As follows from Table 2, it occurs with current efficiencies from 90 to 104%. This, as well as the possibility of obtaining high cathodic current efficiencies, indicates that Faraday’s law is fulfilled in the electrolysis of CaO—Al\(_2\)O\(_3\)—SiO\(_2\) melts.
Ural Polytechnic Institute
named after S. M. Kirov
Received
1 X 1956
CITED LITERATURE
- J. Bockris, J. Kitchener, A. Davies, Trans. Farad. Soc., 48, 536 (1952).
- A. E. Martin, G. Derge, Met. Techn., 10, No. 5, 1 (1943).
- O. A. Esin, P. M. Shurygin, DAN, 94, 1145 (1954).

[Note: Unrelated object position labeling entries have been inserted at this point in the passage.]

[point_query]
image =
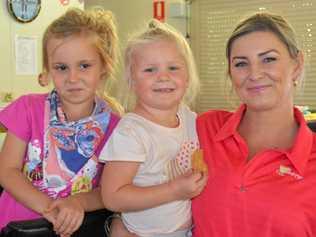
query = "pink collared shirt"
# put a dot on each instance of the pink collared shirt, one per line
(272, 195)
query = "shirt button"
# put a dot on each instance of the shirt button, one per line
(242, 189)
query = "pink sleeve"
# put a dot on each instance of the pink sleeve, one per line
(114, 119)
(15, 118)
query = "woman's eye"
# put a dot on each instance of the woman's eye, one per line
(60, 67)
(150, 69)
(269, 59)
(240, 64)
(174, 68)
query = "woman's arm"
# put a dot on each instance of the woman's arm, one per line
(14, 181)
(119, 194)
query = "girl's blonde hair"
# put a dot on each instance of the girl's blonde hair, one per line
(156, 31)
(98, 24)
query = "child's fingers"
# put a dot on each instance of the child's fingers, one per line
(71, 227)
(52, 206)
(74, 224)
(61, 222)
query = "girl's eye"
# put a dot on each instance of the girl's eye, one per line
(150, 69)
(84, 65)
(174, 68)
(60, 67)
(240, 64)
(269, 59)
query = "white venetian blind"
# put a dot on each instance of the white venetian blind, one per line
(211, 24)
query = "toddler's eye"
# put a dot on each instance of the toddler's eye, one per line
(61, 67)
(174, 68)
(150, 69)
(84, 65)
(269, 59)
(240, 64)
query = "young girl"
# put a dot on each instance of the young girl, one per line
(48, 163)
(147, 175)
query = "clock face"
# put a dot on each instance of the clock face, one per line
(24, 10)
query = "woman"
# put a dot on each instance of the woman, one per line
(262, 158)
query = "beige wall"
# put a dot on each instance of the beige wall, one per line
(10, 82)
(131, 16)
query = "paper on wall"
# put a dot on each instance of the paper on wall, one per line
(25, 55)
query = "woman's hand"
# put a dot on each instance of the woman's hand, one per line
(67, 215)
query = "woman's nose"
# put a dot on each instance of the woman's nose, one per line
(255, 72)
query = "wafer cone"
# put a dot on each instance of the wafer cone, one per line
(198, 163)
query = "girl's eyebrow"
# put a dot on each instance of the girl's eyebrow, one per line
(268, 51)
(260, 54)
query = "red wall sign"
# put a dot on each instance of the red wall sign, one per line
(159, 10)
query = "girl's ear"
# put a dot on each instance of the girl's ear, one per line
(43, 79)
(298, 68)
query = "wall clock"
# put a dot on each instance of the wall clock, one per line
(24, 10)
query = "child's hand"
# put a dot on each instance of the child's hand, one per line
(69, 217)
(189, 185)
(118, 229)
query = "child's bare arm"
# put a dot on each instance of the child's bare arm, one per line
(71, 210)
(119, 194)
(118, 229)
(14, 181)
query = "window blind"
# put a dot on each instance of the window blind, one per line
(211, 24)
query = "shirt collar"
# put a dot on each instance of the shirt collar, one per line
(298, 154)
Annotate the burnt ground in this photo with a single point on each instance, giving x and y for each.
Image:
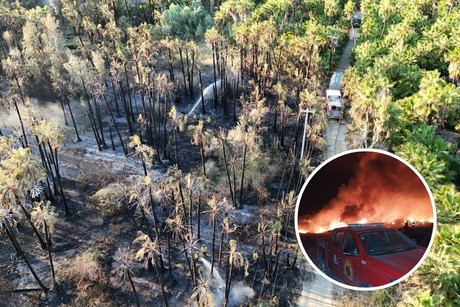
(84, 170)
(420, 234)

- N. V. Rulla, Theory and Practice of Metallurgy, No. 1, 53 (1936).
- R. Mac-Keferi, Sov. Metallurg., No. 3, 152 (1936).
- M. A. Pavlov, Metallurgy of Cast Iron, 1949.
- L. N. Antipin, DAN, 99, 1019 (1954).
- P. V. Geld, Transactions of the Ural Polytechnic Institute named after S. M. Kirov, 37, 10 (1954).
- O. A. Esin, L. K. Gavrilov, ZhFKh, 30, 374 (1956).